Now that there is just funny.


----------



## ggieseke (May 30, 2008)

karlegas said:


> I thinked if you move the external expander to another Tivo you will lose your recordings because one part is on the internal drive and other in the external. Let me know if I am wrong. I get a Roamio Plus and I want add my external WD 1TB so I suppose needs tranfers file by file


Once you add an expander, ALL recordings from that point forward will be lost if either the internal or external drive fails.


----------



## RussW64 (Oct 21, 2013)

It's important to note that adding an expander is not like using a flash drive (or similar device). A flash drive on a computer can move files from one device to another. NOT so with the DVR expander. Once it's connected to your TiVo it "mates itself" to the one device using encryption. 

And while it's great to have the much needed increased recording space (I have two, one for my Roamio Plus and one for my older XL4), you cannot unplug it and "bring programs" to another device. Once unplugged and connected to another device, and all programs recorded on it will be unusable.

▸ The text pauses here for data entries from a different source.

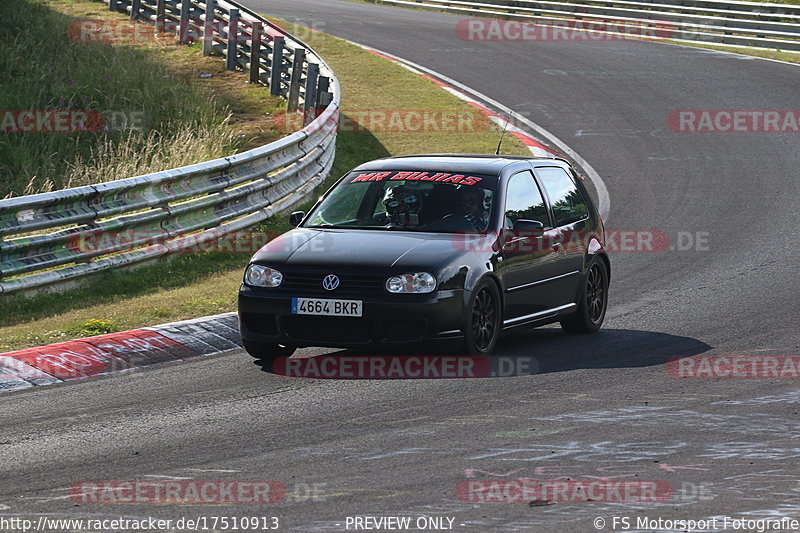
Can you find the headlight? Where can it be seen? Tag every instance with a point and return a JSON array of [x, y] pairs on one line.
[[261, 276], [413, 282]]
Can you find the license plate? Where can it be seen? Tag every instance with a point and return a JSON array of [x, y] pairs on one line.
[[318, 306]]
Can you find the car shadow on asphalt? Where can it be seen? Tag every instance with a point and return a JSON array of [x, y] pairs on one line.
[[539, 351]]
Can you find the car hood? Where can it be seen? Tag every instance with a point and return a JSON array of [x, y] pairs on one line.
[[363, 249]]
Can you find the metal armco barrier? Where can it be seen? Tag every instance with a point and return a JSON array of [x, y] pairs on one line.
[[734, 23], [43, 237]]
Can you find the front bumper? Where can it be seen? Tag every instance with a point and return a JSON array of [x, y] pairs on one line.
[[265, 316]]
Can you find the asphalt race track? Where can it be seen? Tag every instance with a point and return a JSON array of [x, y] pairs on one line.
[[597, 406]]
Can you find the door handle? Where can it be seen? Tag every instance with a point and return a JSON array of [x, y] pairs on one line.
[[556, 239]]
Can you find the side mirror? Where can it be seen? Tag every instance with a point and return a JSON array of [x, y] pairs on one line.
[[296, 218], [528, 225]]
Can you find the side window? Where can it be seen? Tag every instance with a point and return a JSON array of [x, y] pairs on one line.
[[567, 202], [523, 200]]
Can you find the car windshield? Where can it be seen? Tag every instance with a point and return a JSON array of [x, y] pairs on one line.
[[439, 202]]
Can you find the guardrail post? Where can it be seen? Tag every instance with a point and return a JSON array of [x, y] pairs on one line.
[[296, 78], [255, 52], [183, 36], [233, 36], [208, 28], [323, 96], [161, 15], [310, 103], [277, 66], [136, 8]]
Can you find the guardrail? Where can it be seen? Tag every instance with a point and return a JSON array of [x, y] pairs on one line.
[[719, 22], [55, 237]]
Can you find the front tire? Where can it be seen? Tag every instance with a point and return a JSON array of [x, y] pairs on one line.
[[593, 302], [267, 351], [483, 320]]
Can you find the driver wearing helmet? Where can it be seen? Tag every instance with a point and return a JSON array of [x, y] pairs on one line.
[[473, 202], [402, 206]]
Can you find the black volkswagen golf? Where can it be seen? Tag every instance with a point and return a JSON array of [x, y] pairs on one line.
[[431, 247]]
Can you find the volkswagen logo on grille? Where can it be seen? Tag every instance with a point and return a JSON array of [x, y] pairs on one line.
[[330, 282]]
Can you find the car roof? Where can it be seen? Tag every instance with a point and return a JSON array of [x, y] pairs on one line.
[[469, 163]]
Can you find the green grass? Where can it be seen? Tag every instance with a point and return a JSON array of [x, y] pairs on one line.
[[176, 121], [202, 284]]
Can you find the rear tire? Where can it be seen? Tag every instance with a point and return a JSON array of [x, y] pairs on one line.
[[484, 319], [593, 302], [267, 351]]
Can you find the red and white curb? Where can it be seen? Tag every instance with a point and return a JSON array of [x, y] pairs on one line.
[[118, 352]]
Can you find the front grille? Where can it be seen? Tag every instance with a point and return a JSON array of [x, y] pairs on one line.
[[329, 328], [348, 285]]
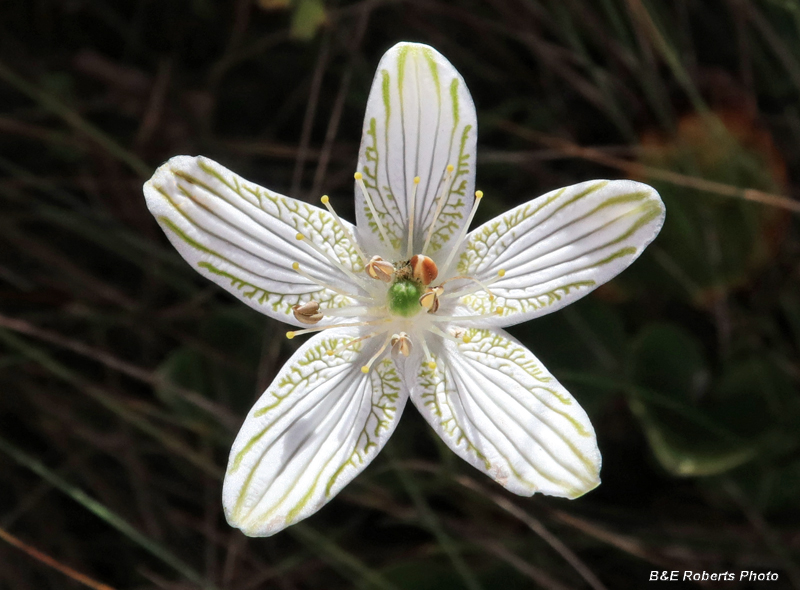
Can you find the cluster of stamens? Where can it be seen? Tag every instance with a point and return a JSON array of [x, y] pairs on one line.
[[409, 290]]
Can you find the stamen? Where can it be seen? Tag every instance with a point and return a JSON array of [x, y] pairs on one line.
[[304, 274], [428, 357], [457, 318], [326, 201], [307, 313], [291, 334], [337, 263], [464, 230], [352, 311], [412, 214], [439, 205], [401, 344], [443, 334], [360, 180], [365, 368], [348, 344]]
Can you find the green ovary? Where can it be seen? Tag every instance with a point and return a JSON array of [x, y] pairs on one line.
[[403, 297]]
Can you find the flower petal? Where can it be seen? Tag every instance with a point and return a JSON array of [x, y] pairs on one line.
[[420, 118], [244, 237], [318, 425], [497, 407], [559, 247]]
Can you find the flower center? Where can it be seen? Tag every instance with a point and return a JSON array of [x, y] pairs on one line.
[[409, 285], [403, 298]]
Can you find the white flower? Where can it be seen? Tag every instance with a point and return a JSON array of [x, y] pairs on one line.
[[406, 303]]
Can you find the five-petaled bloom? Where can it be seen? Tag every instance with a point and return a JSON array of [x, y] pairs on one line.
[[407, 303]]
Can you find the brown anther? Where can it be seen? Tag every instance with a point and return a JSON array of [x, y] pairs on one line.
[[307, 313], [401, 344], [379, 269], [423, 269], [430, 298]]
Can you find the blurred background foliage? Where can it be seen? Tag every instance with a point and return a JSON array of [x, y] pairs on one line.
[[124, 375]]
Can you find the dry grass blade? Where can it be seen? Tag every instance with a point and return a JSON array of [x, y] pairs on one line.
[[219, 412], [642, 171], [50, 562]]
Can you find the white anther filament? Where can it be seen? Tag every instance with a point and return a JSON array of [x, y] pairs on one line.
[[439, 205], [337, 263], [365, 368], [411, 214], [326, 201], [360, 181], [353, 311], [291, 334], [443, 334], [458, 318], [349, 343], [464, 230], [428, 357], [304, 274]]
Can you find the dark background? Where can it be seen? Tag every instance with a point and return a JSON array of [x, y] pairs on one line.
[[124, 375]]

If you have a Roamio Plus or Roamio Pro, they have built in streaming capability where you can watch what you've recorded on them elsewhere, or you can watch what you've recorded on another model TiVo on the Roamio Plus or Roamio Pro. You can even watch what you've recorded on your Roamio Plus/Pro on an iPad OUTSIDE your home. (I tried the out of home streaming, and it worked very well).


----------



## rainwater (Sep 21, 2004)

You couldn't pay me to use a Roamio with a expander drive. In my experience they cause nothing but issues (freezing, slow UI, etc). And when they die you lose ALL your recordings.


----------